Is it just lies and statistics, or are we paying more tax in Washington and getting less rail than our neighbors are paying and getting?
UTA serves a lot fewer people with a lot less service. They also receive state money, which we don’t, and they build at grade (without any sort of separation, largely) and almost exclusively in existing right of way.
We’re paying more tax in Washington (really just in the RTA), but we’re getting a lot more too.
Diesel prices have only subsided temproarily – look for increase to US$5/gallon in the next couple of years, and US$10/gallon or more by 2020.
Land prices are alot cheaper in Salt Lake. It’s not like ST can buy right of way at Utah prices.

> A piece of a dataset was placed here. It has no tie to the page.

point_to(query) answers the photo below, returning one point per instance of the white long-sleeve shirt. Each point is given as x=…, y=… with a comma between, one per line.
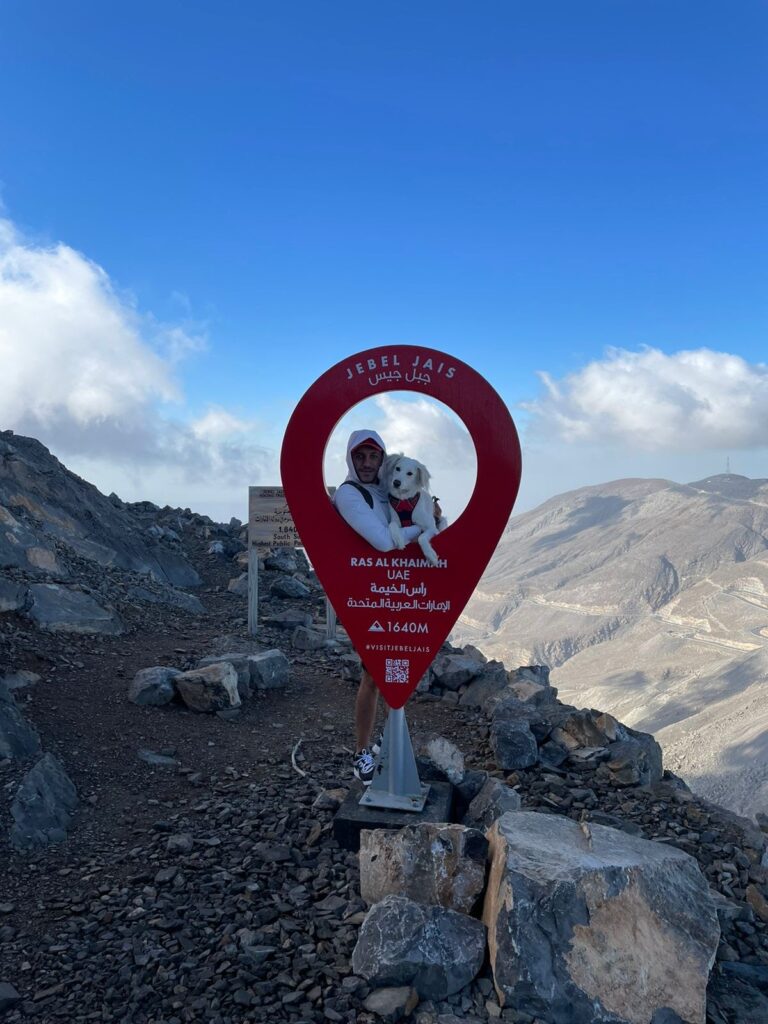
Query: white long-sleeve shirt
x=371, y=523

UTA also received a lot of money to get the first light rail line open as part of the infrastructure built for the Olympics. They also seem to be extraordinarily good at getting grants from the Feds.
In Salt Lake itself, the UTA collects a sales tax of 0.69%, it’s in the outlying counties that the tax is lower. Utah also has an income tax, so it wouldn’t surprise me if transit was also funded with income tax funds.
while putting a significant dent in revenues, shouldn’t the recession also lower the cost of the projects? materials and labor should both be cheaper now than when original cost estimates were made.
We’re not building now. Most of the ST2 projects don’t even go to bid until 2015, which is long after this recession is projected to end. So where we’re expecting to be saving for some of these projects, we won’t be able to, and when the projects finally go to bid, the project costs will be high again.
One interesting item in the Seattle Times article is that Sound Transit is considering extending the south line past the airport ahead of schedule. Apparently they have done most of the planning for that part already and if they build it sooner they can benefit from lower bids. Sounds pretty smart to me.
What’s really funny is that no, on the conference call, I asked if that was planned, and Lindblom got confused and thought it was one of the cost cutting measures.
I think it might be one of the cost-cutting measures. S 200th is already at 1/3 design so they could have that extension open soon, and it’ll cost less to build in 2013 than 2020.
one easy place to reduce costs in ST2: cut the number of park-and-ride stalls at Link stations. those funds would attract more riders if used for service any way.
I think they should keep that parking (as much as we don’t like it most people have to drive to the stations), but they should charge a couple dollars a day for it. Parking costs a huge amount to build and maintain, so the users should pay part of the cost for it, just like transit riders pay part of the cost for transit.
Amen. It is crazy to not charge for parking. Like you say, it is a reasonable user fee and it also would encourage other ways of getting to the stations.
A small charge at park n rides would be a good thing. But it needs to be small enough that people aren’t discouraged from using them. We want people to use them because they shorten the car trip by 80% and keep those cars off the crowded highways. There may be some legal obstacles to charging though because they were built (and in some cases explicitly approved by voters) on the assumption that they would be free.
The rate could start at 50c and rise gradually to $2 over four years. Remember that the total cost of the trip includes a transit fare on top of that.
I’d set the parking charge to whatever the “market clearing” rate is. That means the lot has a small number of spaces (say 2%) that stay open all day. For some lots that charge is still “free” but for a number of lots that fill quite early (Mercer Island) it might be $5 per day or so.